Claudium
Concepts

Per-org learning loop

The intelligence layer learns from your team's activity and nobody else's. Schema, RLS, embedding pipeline, cost guardrails.

This is the layer that turns Claudium from a visualization into a recommendation engine. It runs per-org, gated by Postgres RLS so a wrong query in application code cannot leak rows across orgs.

The pipeline

sender → hub

  validate + broadcast (live to viewers)

  event-store INSERT (per-org RLS, monthly quota gated)

  turn-stitcher (every 30 s) → turns + summaries

  embedding-worker (every 60 s) → 1536-dim vector in turn_embeddings

  [Phase 3 — pattern detection]   ← roadmap

  [Phase 4 — Admin Patterns tab]  ← roadmap

Three stages of data flow:

1. Events

Every tool call from every contributor becomes a row in events. High-volume. Columns:

  • org_id (hard-partitioned, RLS-enforced)
  • sender_id (which contributor)
  • session_id (Claude Code session id)
  • ts, agent_id, region, tool_name, token_count, target
  • turn_id (nullable; filled by the stitcher)

2. Turns

A turn is the natural unit of one assistant reply between two user messages. The turn-stitcher groups consecutive events from the same (session_id, sender_id) within a 60-second gap into one turn, writes a compact summary ("Read auth.ts; Edited auth.ts; ran tests"), and updates events.turn_id for the assigned rows.

Turns are the unit the embedding pipeline operates on. They give the model enough context to capture intent without being so large that embedding cost explodes.

3. Embeddings

Each turn's summary is sent to OpenAI's text-embedding-3-small (1536 dims, $0.02/M tokens) and the resulting vector lands in turn_embeddings with the same org_id for direct RLS matching. The HNSW cosine index on the embedding column makes nearest-neighbour queries fast inside an org.
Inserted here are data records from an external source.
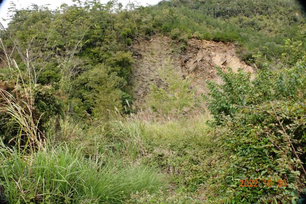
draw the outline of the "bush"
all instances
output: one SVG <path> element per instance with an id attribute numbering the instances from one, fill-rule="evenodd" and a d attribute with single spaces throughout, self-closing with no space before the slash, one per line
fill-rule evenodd
<path id="1" fill-rule="evenodd" d="M 305 59 L 280 71 L 264 65 L 253 81 L 241 70 L 217 68 L 224 83 L 208 82 L 217 135 L 231 155 L 216 182 L 223 201 L 297 202 L 306 181 L 305 67 Z M 241 180 L 257 180 L 259 187 L 239 187 Z M 265 180 L 273 185 L 264 187 Z M 286 187 L 277 186 L 279 180 L 286 180 Z"/>

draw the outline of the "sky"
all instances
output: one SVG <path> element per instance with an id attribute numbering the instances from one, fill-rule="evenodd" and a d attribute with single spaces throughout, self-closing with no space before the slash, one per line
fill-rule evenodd
<path id="1" fill-rule="evenodd" d="M 146 6 L 147 4 L 157 4 L 161 0 L 137 0 L 136 2 L 141 5 Z M 54 9 L 60 6 L 63 3 L 68 5 L 73 4 L 71 0 L 4 0 L 4 3 L 0 6 L 0 22 L 3 24 L 5 27 L 7 26 L 8 21 L 4 21 L 3 18 L 8 18 L 8 9 L 10 8 L 10 3 L 11 2 L 14 2 L 17 9 L 26 8 L 31 6 L 32 4 L 35 4 L 38 5 L 49 4 L 48 7 Z M 100 2 L 104 4 L 108 2 L 108 1 L 100 0 Z M 129 3 L 129 0 L 119 0 L 118 2 L 125 5 Z M 134 1 L 131 0 L 131 2 Z"/>

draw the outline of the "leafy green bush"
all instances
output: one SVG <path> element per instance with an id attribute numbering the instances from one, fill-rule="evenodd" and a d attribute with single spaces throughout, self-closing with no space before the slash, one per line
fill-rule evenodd
<path id="1" fill-rule="evenodd" d="M 256 78 L 250 80 L 250 74 L 241 70 L 234 72 L 228 68 L 224 73 L 217 67 L 217 73 L 224 83 L 218 84 L 207 81 L 210 92 L 207 105 L 217 121 L 221 113 L 232 115 L 239 107 L 260 104 L 282 98 L 298 100 L 304 97 L 306 84 L 305 59 L 292 68 L 271 71 L 267 64 L 258 70 Z"/>
<path id="2" fill-rule="evenodd" d="M 223 201 L 297 203 L 306 181 L 305 60 L 280 70 L 265 65 L 253 80 L 241 70 L 217 68 L 224 83 L 208 82 L 208 107 L 231 155 L 216 181 Z M 257 180 L 259 187 L 239 187 L 241 180 Z M 269 180 L 273 184 L 265 187 Z M 277 186 L 279 180 L 286 180 L 286 187 Z"/>

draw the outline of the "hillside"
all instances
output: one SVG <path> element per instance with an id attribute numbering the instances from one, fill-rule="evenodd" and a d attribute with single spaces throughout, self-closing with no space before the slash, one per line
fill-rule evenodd
<path id="1" fill-rule="evenodd" d="M 302 203 L 294 0 L 76 1 L 0 31 L 0 203 Z"/>

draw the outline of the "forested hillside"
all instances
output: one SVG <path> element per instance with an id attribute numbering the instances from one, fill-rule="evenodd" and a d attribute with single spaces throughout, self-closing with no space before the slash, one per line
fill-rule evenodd
<path id="1" fill-rule="evenodd" d="M 0 26 L 0 203 L 306 199 L 297 2 L 73 2 Z"/>

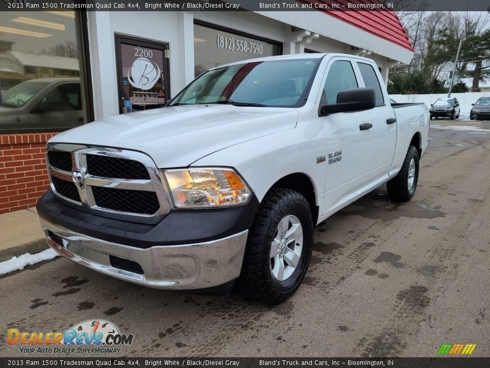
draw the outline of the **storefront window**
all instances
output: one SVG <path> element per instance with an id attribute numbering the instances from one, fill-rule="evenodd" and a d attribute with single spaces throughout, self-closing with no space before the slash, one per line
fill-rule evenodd
<path id="1" fill-rule="evenodd" d="M 77 16 L 0 13 L 0 132 L 60 131 L 85 122 Z"/>
<path id="2" fill-rule="evenodd" d="M 281 45 L 259 37 L 241 35 L 231 30 L 194 25 L 194 73 L 196 77 L 224 64 L 281 55 Z"/>

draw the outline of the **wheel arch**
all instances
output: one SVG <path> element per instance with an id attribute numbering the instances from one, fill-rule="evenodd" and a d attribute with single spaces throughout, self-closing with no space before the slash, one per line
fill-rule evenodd
<path id="1" fill-rule="evenodd" d="M 314 226 L 316 225 L 320 209 L 317 204 L 316 190 L 311 178 L 304 173 L 293 173 L 279 179 L 271 187 L 272 188 L 291 189 L 302 194 L 310 206 L 313 223 Z"/>
<path id="2" fill-rule="evenodd" d="M 422 157 L 422 135 L 420 133 L 420 132 L 416 132 L 413 136 L 412 137 L 411 140 L 410 141 L 410 146 L 414 146 L 415 148 L 417 149 L 417 151 L 419 152 L 419 157 Z"/>

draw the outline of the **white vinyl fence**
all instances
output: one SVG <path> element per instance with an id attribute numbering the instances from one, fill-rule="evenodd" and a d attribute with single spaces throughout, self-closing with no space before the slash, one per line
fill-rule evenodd
<path id="1" fill-rule="evenodd" d="M 471 104 L 483 96 L 490 96 L 490 92 L 467 92 L 466 93 L 451 94 L 451 97 L 455 97 L 459 101 L 461 111 L 459 118 L 467 119 L 470 117 Z M 390 98 L 397 102 L 423 102 L 430 107 L 430 104 L 441 97 L 447 97 L 447 94 L 433 94 L 430 95 L 390 95 Z"/>

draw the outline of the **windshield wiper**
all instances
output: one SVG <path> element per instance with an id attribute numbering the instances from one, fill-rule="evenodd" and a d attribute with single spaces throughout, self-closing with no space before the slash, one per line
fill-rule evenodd
<path id="1" fill-rule="evenodd" d="M 234 105 L 234 106 L 253 106 L 254 107 L 267 107 L 267 105 L 264 105 L 263 104 L 256 104 L 253 102 L 237 102 L 234 101 L 233 100 L 222 100 L 221 101 L 210 102 L 209 103 L 217 103 L 223 105 L 228 104 L 230 105 Z"/>

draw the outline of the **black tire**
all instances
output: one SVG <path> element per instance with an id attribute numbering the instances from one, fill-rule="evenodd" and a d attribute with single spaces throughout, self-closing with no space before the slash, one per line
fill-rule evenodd
<path id="1" fill-rule="evenodd" d="M 409 187 L 408 175 L 410 163 L 413 159 L 415 164 L 415 172 L 413 185 Z M 386 183 L 388 195 L 391 200 L 395 202 L 406 202 L 415 194 L 419 181 L 419 151 L 414 146 L 408 147 L 407 155 L 402 165 L 400 172 L 394 178 Z"/>
<path id="2" fill-rule="evenodd" d="M 291 275 L 279 281 L 271 271 L 271 243 L 279 222 L 295 216 L 303 227 L 301 256 Z M 257 211 L 249 233 L 238 289 L 247 296 L 265 304 L 279 304 L 299 287 L 308 269 L 313 248 L 314 225 L 310 206 L 301 194 L 290 189 L 273 188 Z M 294 245 L 293 246 L 295 246 Z"/>

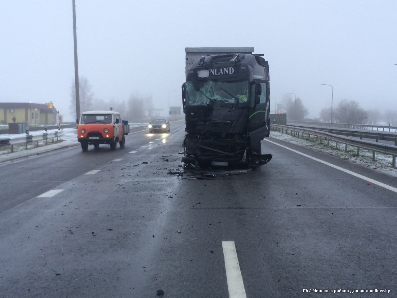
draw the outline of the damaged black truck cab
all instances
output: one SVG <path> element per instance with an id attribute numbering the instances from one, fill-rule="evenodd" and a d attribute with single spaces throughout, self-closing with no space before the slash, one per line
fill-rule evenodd
<path id="1" fill-rule="evenodd" d="M 202 56 L 182 85 L 184 163 L 253 167 L 268 162 L 260 141 L 269 135 L 269 66 L 261 56 Z"/>

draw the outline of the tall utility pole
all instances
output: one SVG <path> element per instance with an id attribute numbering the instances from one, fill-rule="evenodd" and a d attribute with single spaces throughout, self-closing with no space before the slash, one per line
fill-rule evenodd
<path id="1" fill-rule="evenodd" d="M 325 85 L 326 86 L 329 86 L 332 89 L 331 93 L 331 123 L 332 123 L 332 103 L 333 101 L 333 87 L 331 85 L 329 85 L 328 84 L 320 84 L 320 85 Z"/>
<path id="2" fill-rule="evenodd" d="M 79 64 L 77 61 L 77 37 L 76 33 L 76 4 L 72 0 L 73 6 L 73 39 L 75 49 L 75 85 L 76 86 L 76 119 L 80 118 L 80 93 L 79 92 Z"/>

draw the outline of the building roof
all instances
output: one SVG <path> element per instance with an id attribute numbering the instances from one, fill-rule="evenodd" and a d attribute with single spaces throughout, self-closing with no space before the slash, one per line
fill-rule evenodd
<path id="1" fill-rule="evenodd" d="M 87 111 L 81 113 L 82 115 L 96 115 L 96 114 L 110 115 L 114 114 L 120 114 L 120 113 L 118 112 L 112 112 L 111 111 Z"/>
<path id="2" fill-rule="evenodd" d="M 56 114 L 58 111 L 55 108 L 48 108 L 46 103 L 0 103 L 0 108 L 37 108 L 44 113 Z"/>

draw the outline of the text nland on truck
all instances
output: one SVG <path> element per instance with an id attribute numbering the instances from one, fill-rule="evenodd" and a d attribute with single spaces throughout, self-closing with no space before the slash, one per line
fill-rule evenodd
<path id="1" fill-rule="evenodd" d="M 77 123 L 77 141 L 83 151 L 89 145 L 97 148 L 100 144 L 107 144 L 114 150 L 118 142 L 120 147 L 125 143 L 124 135 L 129 132 L 128 121 L 121 121 L 120 113 L 109 111 L 91 111 L 81 113 Z"/>
<path id="2" fill-rule="evenodd" d="M 270 161 L 272 155 L 262 154 L 260 144 L 269 135 L 269 65 L 253 50 L 186 48 L 183 162 L 252 167 Z M 198 53 L 204 54 L 189 68 Z"/>

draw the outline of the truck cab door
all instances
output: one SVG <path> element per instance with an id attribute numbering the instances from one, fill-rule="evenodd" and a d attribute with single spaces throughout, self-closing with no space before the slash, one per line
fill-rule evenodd
<path id="1" fill-rule="evenodd" d="M 270 109 L 268 85 L 254 82 L 251 84 L 251 98 L 248 119 L 248 132 L 251 142 L 256 145 L 264 137 L 269 136 L 269 113 Z"/>

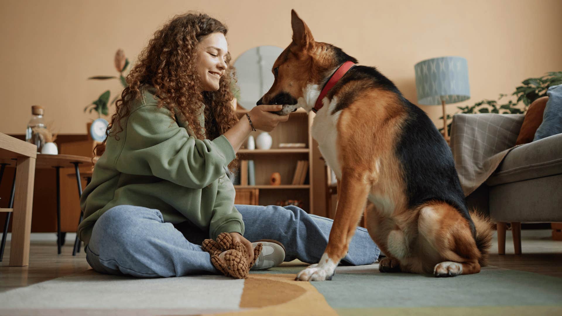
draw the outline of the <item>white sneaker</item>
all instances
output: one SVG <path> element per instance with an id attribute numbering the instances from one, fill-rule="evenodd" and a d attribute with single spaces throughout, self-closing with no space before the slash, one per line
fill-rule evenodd
<path id="1" fill-rule="evenodd" d="M 262 239 L 252 245 L 255 247 L 260 243 L 262 245 L 261 252 L 250 270 L 266 270 L 277 267 L 285 260 L 285 247 L 282 243 L 277 240 Z"/>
The threat model: "the next bug we write"

The hardest sentence to keep honest in a multi-tenant product is "your data only helps your team." It's true in most products only because application code happens to write the right WHERE clause every time. One refactor, one query handed to a model and committed without review, and the promise breaks.

So we built the per-org learning loop around the assumption that we will write that bug, and the database should refuse to return foreign rows when we do.

Every tenant table — events, turns, turn_embeddings, subscriptions, plus the pre-existing senders / memberships / orgs — carries an org_id column and the same RLS policy:

CREATE POLICY turn_embeddings_tenant ON turn_embeddings
  FOR ALL
  USING (
    current_setting('app.bypass_rls', true) = 'on'
    OR org_id = NULLIF(current_setting('app.org_id', true), '')::bigint
  )
  WITH CHECK (...same...);

Two GUCs control visibility:

  • app.org_id — set at the start of every per-org transaction. Rows are visible only when matched.
  • app.bypass_rls = 'on' — exclusively for legitimate cross-org work (token-hash lookup, cron discovery, admin). Used via withServiceClient and audited at the call site.

Both are wrapped in withOrgClient(orgId, fn) and withServiceClient(fn). The application rule is: a pool.connect() outside these wrappers fails code review.

Cost guardrail

Embedding isn't free. We agreed on "global daily cap, per-org pro-rated by tier." Defaults:

ScopeDefaultEnv override
Global$5/day (~2.5M turns)OPENAI_DAILY_BUDGET_USD
Free org$0.05/day (~25k turns)OPENAI_ORG_DAILY_BUDGET_FREE_USD
Team org$0.30/day (~150k turns)OPENAI_ORG_DAILY_BUDGET_TEAM_USD
Enterprise orgno per-org cap (global still applies)

Past the cap, the worker leaves the turn unembedded and tries again on a future tick (or tomorrow). Fail-open on lookup error — better to over-count than to silently lose a paying customer's data.

What's NOT happening

A few decisions on the record:

  • No fine-tuning across orgs. Even with strong RLS, sharing a fine-tuned model leaks signal. We never fine-tune.
  • No opt-in cross-org recommendations. It's tempting to offer "compare your team to industry averages." The answer is no until we earn that bit of trust.
  • No persistence of file contents or prompts. Only metadata leaves the contributor's machine. The embedding input is the summary string the stitcher builds, not the contents.

Roadmap

What's not yet shipped on this page:

  • Phase 3 — Pattern detection. Nightly cron that runs sequence mining (PrefixSpan-ish) for "X before Y" patterns plus DBSCAN clustering on the embeddings. Per-org.
  • Phase 4a — Admin Patterns tab. Read-only dashboard surfacing the patterns. First user-facing surface. Read-only by design — we want to see what patterns look like before deciding how aggressively to push them.

Both ship as separate updates once the pipeline up to embeddings has been running long enough to know what the data looks like in real orgs.